While the New York-based Late Night with Conan O'Brien was on hiatus during the Olympics, O'Brien and a camera crew travelled to Helsinki for a few days.
Conan O'Brien presented Finnish President Tarja Halonen with a Valentine's gift when he met her at the presidential palace in Helsinki on Feb. 14. O'Brien will showcase his trip to Finland on his show Friday.
(AP Photo/Antti Aimo-Koivisto , Lehtikuva)
The popularity of O'Brien's show, which airs after a three-day delay in Finland, skyrocketed after he began making jokes late last year about his supposed physical resemblance to Finnish President Tarja Halonen, who was running for re-election. He also ran mock campaign ads supporting her and poking fun at her rivals. Halonen was re-elected earlier this year.
Despite the buzz, including criticism from Halonen's political rivals, the Late Night crew didn't know what to expect from their trip.
"We were thinking we were going to arrive at the airport and that no one's really going to be there," O'Brien said.
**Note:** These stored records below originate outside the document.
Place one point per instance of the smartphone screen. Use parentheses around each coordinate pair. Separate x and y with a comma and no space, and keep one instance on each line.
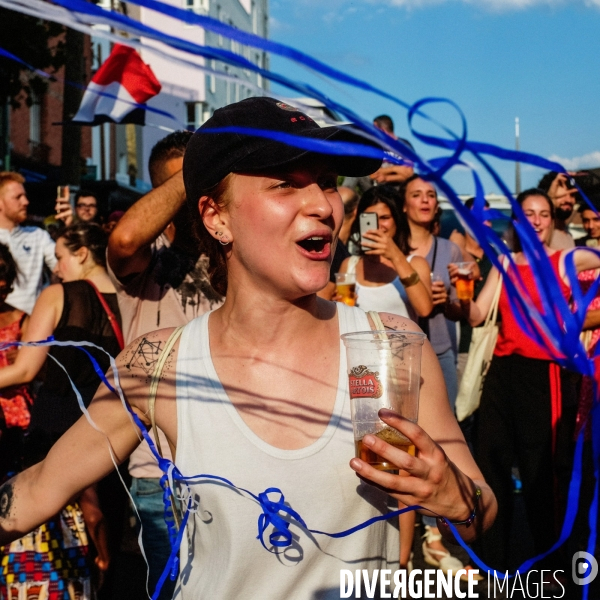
(367,221)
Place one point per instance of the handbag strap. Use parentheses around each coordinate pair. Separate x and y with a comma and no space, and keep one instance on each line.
(112,319)
(155,380)
(492,315)
(434,253)
(156,375)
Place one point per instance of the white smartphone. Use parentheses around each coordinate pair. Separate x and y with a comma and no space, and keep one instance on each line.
(367,221)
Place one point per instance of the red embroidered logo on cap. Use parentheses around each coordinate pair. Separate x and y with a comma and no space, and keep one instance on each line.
(285,106)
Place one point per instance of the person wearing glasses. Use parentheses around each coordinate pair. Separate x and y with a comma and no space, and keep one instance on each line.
(86,208)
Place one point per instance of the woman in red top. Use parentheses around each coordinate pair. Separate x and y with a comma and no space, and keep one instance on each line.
(15,400)
(521,400)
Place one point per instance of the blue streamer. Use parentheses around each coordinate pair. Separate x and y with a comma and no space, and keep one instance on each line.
(555,324)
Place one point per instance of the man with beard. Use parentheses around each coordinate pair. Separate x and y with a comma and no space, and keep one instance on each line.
(162,281)
(563,196)
(590,220)
(31,247)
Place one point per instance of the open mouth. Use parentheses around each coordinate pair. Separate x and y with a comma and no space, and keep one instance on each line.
(317,245)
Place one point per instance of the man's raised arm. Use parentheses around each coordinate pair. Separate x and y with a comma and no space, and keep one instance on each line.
(129,246)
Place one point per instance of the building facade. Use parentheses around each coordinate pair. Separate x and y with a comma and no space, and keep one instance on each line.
(120,153)
(189,94)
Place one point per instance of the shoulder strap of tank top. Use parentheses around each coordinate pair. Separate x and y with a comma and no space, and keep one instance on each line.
(434,253)
(162,359)
(352,264)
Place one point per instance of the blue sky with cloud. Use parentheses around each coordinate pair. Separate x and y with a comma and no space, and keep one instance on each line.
(538,60)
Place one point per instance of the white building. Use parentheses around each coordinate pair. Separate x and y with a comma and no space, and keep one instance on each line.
(189,94)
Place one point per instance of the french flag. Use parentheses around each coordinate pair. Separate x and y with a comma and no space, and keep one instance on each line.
(120,85)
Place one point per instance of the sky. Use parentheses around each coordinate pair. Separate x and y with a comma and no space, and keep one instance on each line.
(538,60)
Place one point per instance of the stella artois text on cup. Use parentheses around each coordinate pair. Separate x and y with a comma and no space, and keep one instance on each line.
(384,371)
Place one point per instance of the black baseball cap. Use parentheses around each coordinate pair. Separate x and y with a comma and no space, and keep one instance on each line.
(211,156)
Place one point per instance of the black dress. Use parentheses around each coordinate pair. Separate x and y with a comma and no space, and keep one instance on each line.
(83,319)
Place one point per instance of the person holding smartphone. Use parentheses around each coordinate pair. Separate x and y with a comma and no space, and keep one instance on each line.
(387,278)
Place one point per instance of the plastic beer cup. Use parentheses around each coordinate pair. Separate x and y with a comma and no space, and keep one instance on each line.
(384,371)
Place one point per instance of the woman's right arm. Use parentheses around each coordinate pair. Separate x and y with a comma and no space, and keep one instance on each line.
(42,323)
(81,456)
(476,312)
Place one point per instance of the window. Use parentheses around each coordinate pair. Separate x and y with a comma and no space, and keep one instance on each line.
(254,18)
(210,80)
(198,6)
(35,119)
(196,114)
Instead, thousands of fans and a group of paparazzi awaited them at the airport and followed them throughout their trip. Local media ran cover stories on O'Brien's visit, he was presented with a special prize at a TV awards gala and met President Halonen in a formal ceremony.
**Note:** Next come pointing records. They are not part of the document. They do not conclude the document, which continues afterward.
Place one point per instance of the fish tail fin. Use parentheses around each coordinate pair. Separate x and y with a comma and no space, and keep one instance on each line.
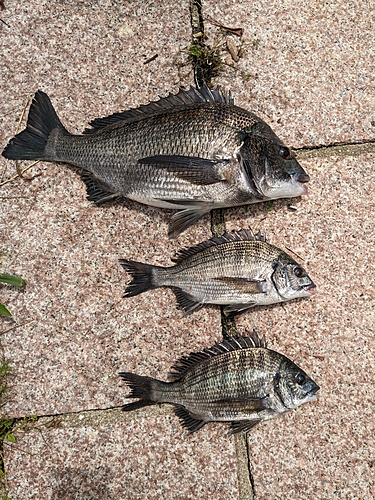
(143,277)
(141,387)
(30,144)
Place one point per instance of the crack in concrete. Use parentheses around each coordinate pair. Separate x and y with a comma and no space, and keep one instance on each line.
(336,149)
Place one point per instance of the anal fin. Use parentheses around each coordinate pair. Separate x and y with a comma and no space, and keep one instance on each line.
(191,423)
(233,309)
(97,191)
(185,302)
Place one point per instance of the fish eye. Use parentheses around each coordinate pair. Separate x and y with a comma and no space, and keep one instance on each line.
(301,379)
(284,152)
(298,272)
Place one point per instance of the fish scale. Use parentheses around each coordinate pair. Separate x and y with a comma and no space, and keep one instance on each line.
(192,152)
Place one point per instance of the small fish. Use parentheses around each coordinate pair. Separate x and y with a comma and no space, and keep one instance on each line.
(239,381)
(193,151)
(238,270)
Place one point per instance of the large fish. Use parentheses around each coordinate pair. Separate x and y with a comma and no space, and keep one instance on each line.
(238,381)
(238,270)
(193,151)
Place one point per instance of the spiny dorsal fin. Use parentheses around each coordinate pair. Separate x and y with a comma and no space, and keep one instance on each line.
(241,235)
(184,364)
(182,98)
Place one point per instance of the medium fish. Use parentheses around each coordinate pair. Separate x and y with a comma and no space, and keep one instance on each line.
(238,270)
(238,381)
(193,151)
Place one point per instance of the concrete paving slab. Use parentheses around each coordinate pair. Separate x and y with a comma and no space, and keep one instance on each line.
(324,449)
(306,68)
(82,331)
(143,458)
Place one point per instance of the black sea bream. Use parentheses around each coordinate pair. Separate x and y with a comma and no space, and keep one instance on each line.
(193,152)
(237,270)
(238,381)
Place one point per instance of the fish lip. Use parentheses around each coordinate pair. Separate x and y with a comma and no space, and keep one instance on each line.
(312,394)
(310,289)
(300,177)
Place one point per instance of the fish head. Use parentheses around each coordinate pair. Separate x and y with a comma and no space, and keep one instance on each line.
(271,165)
(290,279)
(293,386)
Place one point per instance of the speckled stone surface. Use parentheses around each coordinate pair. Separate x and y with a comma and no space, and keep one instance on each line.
(311,79)
(307,67)
(147,458)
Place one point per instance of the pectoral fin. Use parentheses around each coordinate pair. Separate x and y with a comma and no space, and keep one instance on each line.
(193,169)
(97,191)
(233,309)
(243,425)
(243,285)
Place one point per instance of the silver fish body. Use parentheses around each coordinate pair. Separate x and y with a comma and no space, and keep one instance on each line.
(238,270)
(193,151)
(239,381)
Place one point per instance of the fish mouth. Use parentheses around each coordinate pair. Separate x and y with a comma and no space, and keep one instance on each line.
(310,289)
(312,394)
(301,179)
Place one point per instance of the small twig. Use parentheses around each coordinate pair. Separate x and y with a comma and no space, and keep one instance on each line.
(21,172)
(6,24)
(17,326)
(234,31)
(151,59)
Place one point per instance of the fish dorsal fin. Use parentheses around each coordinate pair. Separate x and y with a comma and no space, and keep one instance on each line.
(184,364)
(182,98)
(241,235)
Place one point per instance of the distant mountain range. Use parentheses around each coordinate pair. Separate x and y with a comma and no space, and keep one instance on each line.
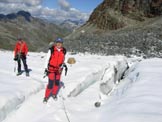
(72,24)
(36,32)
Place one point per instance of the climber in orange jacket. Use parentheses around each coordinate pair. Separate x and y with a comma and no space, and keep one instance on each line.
(53,67)
(20,53)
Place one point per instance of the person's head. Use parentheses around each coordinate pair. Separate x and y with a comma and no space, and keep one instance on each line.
(20,40)
(59,42)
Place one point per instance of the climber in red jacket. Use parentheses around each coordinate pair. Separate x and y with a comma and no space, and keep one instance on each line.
(53,67)
(20,53)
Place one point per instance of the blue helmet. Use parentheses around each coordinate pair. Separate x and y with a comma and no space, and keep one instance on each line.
(59,40)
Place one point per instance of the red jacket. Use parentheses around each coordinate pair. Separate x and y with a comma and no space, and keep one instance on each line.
(21,47)
(56,59)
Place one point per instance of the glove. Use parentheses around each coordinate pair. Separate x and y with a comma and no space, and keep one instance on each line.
(46,72)
(15,58)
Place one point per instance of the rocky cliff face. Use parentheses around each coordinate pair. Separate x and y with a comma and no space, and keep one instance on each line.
(121,27)
(110,14)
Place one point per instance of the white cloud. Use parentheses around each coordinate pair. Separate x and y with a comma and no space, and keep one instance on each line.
(27,2)
(36,9)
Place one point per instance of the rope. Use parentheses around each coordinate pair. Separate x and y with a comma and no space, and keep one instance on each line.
(64,107)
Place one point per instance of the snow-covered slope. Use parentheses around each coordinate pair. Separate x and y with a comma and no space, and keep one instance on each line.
(21,97)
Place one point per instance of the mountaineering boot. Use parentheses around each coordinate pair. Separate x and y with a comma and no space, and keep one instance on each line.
(45,100)
(19,73)
(27,74)
(54,97)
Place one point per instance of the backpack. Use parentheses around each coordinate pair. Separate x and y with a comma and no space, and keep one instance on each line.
(52,50)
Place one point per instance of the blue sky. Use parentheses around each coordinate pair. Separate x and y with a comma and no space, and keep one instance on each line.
(58,10)
(82,5)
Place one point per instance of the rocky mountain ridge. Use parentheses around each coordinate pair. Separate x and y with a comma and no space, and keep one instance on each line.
(121,27)
(36,32)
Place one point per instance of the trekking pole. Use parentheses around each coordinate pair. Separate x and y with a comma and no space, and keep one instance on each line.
(15,67)
(64,107)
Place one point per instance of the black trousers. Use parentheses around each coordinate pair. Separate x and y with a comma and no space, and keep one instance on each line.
(23,59)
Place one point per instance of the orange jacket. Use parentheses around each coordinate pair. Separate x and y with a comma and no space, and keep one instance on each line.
(21,47)
(56,59)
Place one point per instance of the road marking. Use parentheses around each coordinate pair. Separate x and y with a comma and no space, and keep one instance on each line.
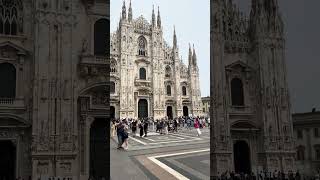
(170,170)
(137,140)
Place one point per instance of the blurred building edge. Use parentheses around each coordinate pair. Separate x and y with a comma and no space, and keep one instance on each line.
(148,76)
(206,106)
(307,135)
(54,95)
(252,124)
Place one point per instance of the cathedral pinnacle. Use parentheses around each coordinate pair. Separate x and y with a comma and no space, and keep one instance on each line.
(130,13)
(190,56)
(153,17)
(159,19)
(124,11)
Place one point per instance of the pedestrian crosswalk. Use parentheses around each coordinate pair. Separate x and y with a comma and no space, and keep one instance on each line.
(154,140)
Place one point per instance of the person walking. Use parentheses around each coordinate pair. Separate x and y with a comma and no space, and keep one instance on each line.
(145,127)
(175,123)
(113,128)
(125,135)
(197,126)
(120,129)
(141,128)
(134,127)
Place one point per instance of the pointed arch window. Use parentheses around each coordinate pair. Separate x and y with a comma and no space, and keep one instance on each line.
(168,72)
(300,153)
(168,90)
(8,80)
(101,37)
(113,66)
(142,46)
(237,96)
(142,74)
(11,17)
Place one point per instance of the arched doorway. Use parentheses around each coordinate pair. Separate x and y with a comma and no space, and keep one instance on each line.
(8,159)
(169,112)
(241,152)
(8,79)
(185,111)
(99,159)
(112,112)
(142,108)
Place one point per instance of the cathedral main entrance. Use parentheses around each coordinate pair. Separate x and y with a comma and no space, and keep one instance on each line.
(142,108)
(169,112)
(112,112)
(8,160)
(185,111)
(241,152)
(99,160)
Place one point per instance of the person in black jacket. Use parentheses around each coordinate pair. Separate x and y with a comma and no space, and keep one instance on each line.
(120,129)
(141,128)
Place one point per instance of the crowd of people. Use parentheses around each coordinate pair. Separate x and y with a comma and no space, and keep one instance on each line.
(266,175)
(163,126)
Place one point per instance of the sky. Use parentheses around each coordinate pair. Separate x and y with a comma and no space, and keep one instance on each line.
(302,27)
(191,19)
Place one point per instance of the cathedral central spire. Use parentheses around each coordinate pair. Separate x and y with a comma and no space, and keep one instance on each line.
(194,57)
(130,13)
(159,19)
(190,56)
(153,17)
(174,37)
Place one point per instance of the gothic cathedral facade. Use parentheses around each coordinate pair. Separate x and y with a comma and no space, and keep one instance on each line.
(252,125)
(54,74)
(148,78)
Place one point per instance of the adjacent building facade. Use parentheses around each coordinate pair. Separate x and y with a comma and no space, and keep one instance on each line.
(148,77)
(252,124)
(205,106)
(54,74)
(307,134)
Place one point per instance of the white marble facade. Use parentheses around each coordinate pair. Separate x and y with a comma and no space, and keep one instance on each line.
(145,68)
(251,108)
(59,75)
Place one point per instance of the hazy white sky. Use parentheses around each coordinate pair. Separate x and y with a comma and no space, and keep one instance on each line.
(192,21)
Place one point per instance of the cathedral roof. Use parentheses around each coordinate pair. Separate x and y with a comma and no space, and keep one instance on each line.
(141,23)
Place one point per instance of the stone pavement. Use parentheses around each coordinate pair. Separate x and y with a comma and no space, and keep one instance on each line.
(181,155)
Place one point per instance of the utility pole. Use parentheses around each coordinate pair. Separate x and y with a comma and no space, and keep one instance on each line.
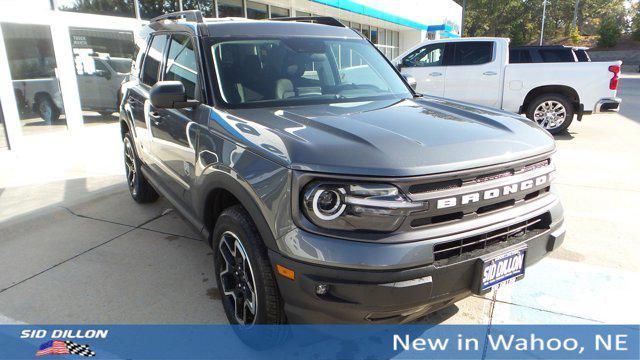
(544,13)
(464,12)
(574,22)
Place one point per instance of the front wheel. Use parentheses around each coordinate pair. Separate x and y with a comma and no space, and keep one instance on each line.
(246,282)
(553,112)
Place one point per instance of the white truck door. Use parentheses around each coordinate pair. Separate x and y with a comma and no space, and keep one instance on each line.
(474,73)
(426,65)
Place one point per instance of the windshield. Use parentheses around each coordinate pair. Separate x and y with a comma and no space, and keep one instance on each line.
(295,70)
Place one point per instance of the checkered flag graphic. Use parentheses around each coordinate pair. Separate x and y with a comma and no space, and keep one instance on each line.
(79,349)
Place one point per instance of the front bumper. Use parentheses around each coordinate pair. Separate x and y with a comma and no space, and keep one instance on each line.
(365,294)
(607,105)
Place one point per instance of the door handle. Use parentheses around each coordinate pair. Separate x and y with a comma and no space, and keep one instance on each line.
(156,118)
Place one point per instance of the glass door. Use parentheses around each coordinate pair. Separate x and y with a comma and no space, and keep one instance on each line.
(33,67)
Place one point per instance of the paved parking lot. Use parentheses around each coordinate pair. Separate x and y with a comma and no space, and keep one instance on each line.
(74,248)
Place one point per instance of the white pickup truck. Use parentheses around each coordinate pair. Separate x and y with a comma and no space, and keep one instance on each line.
(477,70)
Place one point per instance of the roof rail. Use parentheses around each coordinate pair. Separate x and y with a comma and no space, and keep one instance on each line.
(324,20)
(189,15)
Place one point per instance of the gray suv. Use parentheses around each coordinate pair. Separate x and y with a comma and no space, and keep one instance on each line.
(329,189)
"It was treated with the same dignity and gravitas as Nelson Mandela meeting with Mother Teresa," O'Brien recalled.
"My feeling was, 'Is this really happening?'"
O'Brien described the whole experience as "surreal. It was a fevered dream," he said.
The Massachusetts-born O'Brien has been called "the most intelligent of the late-night hosts." He is a former president of the Harvard Lampoon humour magazine and has a strong history of comedy writing, with credits including HBO's Not Necessarily the News, Saturday Night Live and The Simpsons.
Two years ago, O'Brien brought his show to Toronto, where he filmed skits and four episodes of his show featuring Canadian guests such as Michael J. Fox, Mike Myers, Jim Carrey, Eric McCormack, Nickelback and Barenaked Ladies.
The trip also spawned a mini-scandal after a skit in which Triumph the Insult Comic Dog, a hand puppet often featured on the show, visited Quebec and insulted French Canadians. The self-deprecating host offered a televised apology, in which a French translator converted O'Brien's words into insults about the comic.